Two zeroes are$$2 + \sqrt{3}$$ and $$2 - \sqrt{3}$$.

$$=> (x -(2 + \sqrt{3})) (x - (2 - \sqrt{3}))$$
$$= (x - 2 - \sqrt{3}) (x - 2 + \sqrt{3})$$
$$=> (x - 2)^2 - ( \sqrt{3})^2$$
$$= x^2 - 4x + 1$$

$$x^2 - 4x + 1$$ the factors of $$x^4- 6x^3 - 26x^2 -138x - 35$$.

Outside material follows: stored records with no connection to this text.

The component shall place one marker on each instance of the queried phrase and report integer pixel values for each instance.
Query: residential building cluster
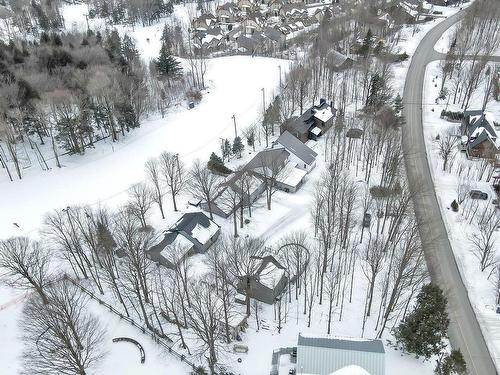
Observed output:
(250, 27)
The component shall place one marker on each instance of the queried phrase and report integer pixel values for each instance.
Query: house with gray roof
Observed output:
(325, 355)
(300, 153)
(274, 165)
(480, 139)
(193, 233)
(268, 282)
(312, 123)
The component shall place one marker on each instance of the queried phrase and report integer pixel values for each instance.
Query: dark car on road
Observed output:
(478, 194)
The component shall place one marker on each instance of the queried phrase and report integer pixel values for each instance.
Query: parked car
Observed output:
(478, 194)
(367, 219)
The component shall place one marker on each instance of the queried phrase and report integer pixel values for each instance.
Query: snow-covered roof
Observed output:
(197, 225)
(359, 345)
(296, 147)
(291, 175)
(202, 234)
(316, 131)
(348, 370)
(324, 114)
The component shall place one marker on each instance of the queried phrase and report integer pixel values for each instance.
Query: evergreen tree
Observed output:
(398, 105)
(364, 50)
(449, 364)
(398, 110)
(44, 38)
(129, 51)
(166, 64)
(238, 146)
(114, 44)
(424, 329)
(98, 37)
(216, 165)
(167, 37)
(226, 150)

So, we'll divide the given polynomial by $$x^2 - 4x + 1$$ Solving it using long division:

$$\begin{array}{rrrr|ll} x^4 -6x^3 & -26x^2 & +138x & -35 & x^2 -4x +1 \\ -x^4 + 4x^3 & -x^2 & & & x^2 -2x - 35 \\ \hline -2x^3 & -27x^2 & +138x & -35\\ \phantom{-}+2x^3 & -8x^2 & + 2x & & & \\ \hline & -35x^2 & +140x & -35 \\ & +35x^2 & -140x & +35 \\ \hline & & & 0\\ \hline \end{array}$$

$$x^4- 6x^3 - 26x^2 -138x - 35$$
=> $$( x^2 -4x +1) (x^2 -2x - 35)$$
=> $$( x^2 -4x +1) (x^2 -7x + 5x - 35)$$
=> $$(x^2 -4x +1) (x(x - 7) + 5(x - 7))$$
=> $$(x^2 -4x +1) (x + 5)(x - 7)$$

Thus, $$x + 5 = 0$$ and $$x - 7 = 0$$ are the solutions.

So, the other two zeroes are $$x = -5 , 7$$.